# Requesting a good unit at Manhattan Club?



## DaveNV (Aug 23, 2011)

We'll be staying at the Manhattan Club at the end of September.  (My first trip to NYC.   )

Is there a time/method/protocol for requesting a particular unit or view there?  I know lots has been said about upper vs. lower floors, but not much about the views available.  I've heard the 7th Avenue view tends to be more interesting, but I'm wondering if it really matters, and if so, what is the best way to go about it?  I want to maximize our NY experience, starting with the MC itself.

Thanks,
Dave


----------



## Rene McDaniel (Aug 24, 2011)

What size unit do you have?

Studio, 1 bedroom or 2 bedroom?

If you have a studio, you would want to request the "L" shaped unit.  They offer more privacy/separation from the living room.  Our "L" shaped studio even had 1 TV in the living room, and a 2nd TV in the bedroom area.  We wanted an "L" for the extra separation, and all that was left when we arrived were was a handicapped unit.  It had the roll-in shower, so the entire bathroom floor got wet when you showered... but not such a big deal.  A couple of extra towels on the floor took care of that.  The extra space and separation between living room & bedroom was GREAT!

The prior trip (4 years earlier) we had the 1 bedroom unit with 2 baths, and those are divine.  The bath in the master bedroom was large and luxurious, plus big closets, to boot.  We felt pampered.  The little kitchenette was always the same size in both.  Small.  

We have always requested a high floor because we wanted to avoid the street noise as much as possible.  Seems like we have always looked out towards 7th Avenue.  Really, once we get there and unpack we never look out the window much.  Either we're just too busy, or really the window locations/views are nothing THAT fabulous.  

I think that for us, the unit size (square footage) has always been more important for us than view.   We don't do well being cramped, and we need enough square footage to be able to spread out and relax. 

Best TUG tip we received prior to going was to bring a small George Forman grill.  We did, and man, that thing is the greatest.  (There are no stovetops or toasters at MC, just the microwave and mini fridge).  We used it to toast bagels for breakfast, make pannini's, pork chops, and steaks.  It'll cook just about anything, and give it some cool grill marks, to boot.  We ate plenty of great meals out, but it was nice sometimes to be able to eat in, before heading out to the theater, museum, etc.  The grocery store is very convenient.

Don't know if I really answered your question.  An MC owner could probably tell you more about the various view options.  Seems I read somewhere that there are a couple of units with views of central park, but that usually owners get those, not us lowly exchangers.

--- Rene


----------



## DaveNV (Aug 24, 2011)

Sorry, we have a 1 br 2 ba unit.
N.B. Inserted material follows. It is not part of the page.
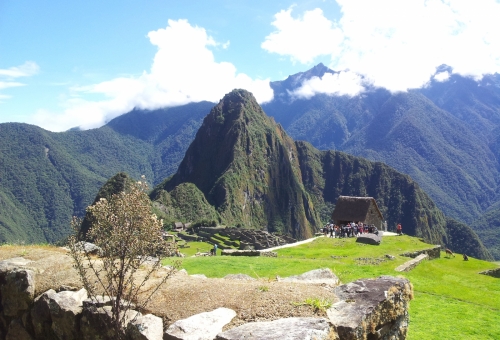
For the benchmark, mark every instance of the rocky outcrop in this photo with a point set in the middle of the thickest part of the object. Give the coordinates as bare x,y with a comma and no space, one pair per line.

Someone said it's the larger 1 br type. It's an RCI exchange.

Thanks for the tips!

Dave


----------



## Karen G (Aug 24, 2011)

BMWguynw said:


> I've heard the 7th Avenue view tends to be more interesting


 Here's a view taken from the second floor in the sales office looking up 7th Avenue toward Central Park.  Those trees in the distance are what you'll see of the park.  I think the views up or down 7th Avenue are more interesting than the view looking down on 56th or straight across the street into the windows of an office building.  I always asked for an upper floor facing 7th Avenue and the main reason was to look down on the people and see if they were wearing heavy coats or needing umbrellas so that I'd know what to wear when I went outside.  The brown brick building on the right is Carnegie Hall.


----------



## liborn2 (Aug 24, 2011)

*ask for corner unit*

We had corner unit on the 22nd floor..the same view as the picture posted, but higher and beautiful view of central park...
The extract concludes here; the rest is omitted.